Der Bericht enthält vieles, was in der aktuellen Diskussion oft vergessen wird. Wichtig ist zu erkennen, dass Araber als ehemalige Kulturträger nicht gerne von uns, den Nachzüglern, belehrt sein wollen.
Zu Dan Diners Diagnose der Diglossie noch einige Gedanken. (1) Diglossie ist nicht gleich Diglossie: Manche werden nicht als Belastung, sondern als Bereicherung empfunden. Zwei europäische Beispiele: (a) der Schweizer Niklaus Wirth und (b) der Luxemburger Jean Claude Juncker. Beide wuchsen in einer Diglossie auf. In keinem Falle hat es die geistige Entwicklung gehemmt. Beide gingen sogar sehr weit in ihrer Entwicklung. Wirth hat allerdings nur in Englisch publiziert. Juncker beherrscht außer dem Diglossie-Paar Moselfränkisch-Hochdeutsch auch noch Französisch und Englisch. (2) Nicht nur Sprache beeinflusst die Kultur, sondern auch Klima, Geografie, Geschichte und anderes. Wer im ewigen Sommer der Südsee lebt und dem die Brotbäume das ganze Jahr über zur Verfügung stehen, muss weniger planen als ein Bauer in Nordeuropa, der Wüstenbewohner Afrikas anders als der im Überschwemmungsgebiet des Nils lebende. China hat als politische Macht dem Mandarin zur Lingua franca verholfen, in Indien hat es Englisch geschafft dank der Hilfe einer Kolonialmacht. Übrigens konnte man Isaac Newton auch studieren, ohne Englisch zu lernen. Er schrieb nämlich noch in Latein, einer anderen Lingua franca.
Mein Vorschlag:
1. Allen Menschen Arabiens einen visafreien und bezahlten Zugang zu unseren Hochschulen (Fachhochschulen und Universitäten) ermöglichen, mit dem dualen Bildungssystem in diese Länder gehen und so (über KMU-Gründer) Investitionsmöglichkeiten aus dem 2000 Milliarden-Topf in den eigenen Ländern eröffnen.
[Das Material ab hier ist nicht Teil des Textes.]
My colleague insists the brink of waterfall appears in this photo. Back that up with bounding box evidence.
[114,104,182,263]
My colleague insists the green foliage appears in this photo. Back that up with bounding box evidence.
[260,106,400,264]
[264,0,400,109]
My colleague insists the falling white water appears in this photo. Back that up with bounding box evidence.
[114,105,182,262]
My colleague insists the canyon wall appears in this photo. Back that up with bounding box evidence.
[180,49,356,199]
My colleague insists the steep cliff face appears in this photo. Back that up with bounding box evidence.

Dieses Programm könnte man „Agenda 2050 für Arabien“ nennen.
2. Jeder Ideologisierung aus dem Weg gehen und Rücksichtnahme gegenüber denjenigen, die es noch nicht begriffen haben, üben.
Und im Übrigen würde „Niedergang und Aufstieg der arabischen Welt“ – mit Vorschlägen für den Aufstieg – als Titel hoffnungsvoller klingen.
Lieber Herr Ortner,
Sie schreiben den nächten Beitrag im Blog . Thema: „Niedergang und Aufstieg der arabischen Welt“, also nicht historisch, sondern zukünftig. Das könnte vielleicht eine Vorlage werden für einen neuen AHDR 2016 der UN, der eigentlich fällig ist. Die Übersetzung ins Englische wird dann besorgt.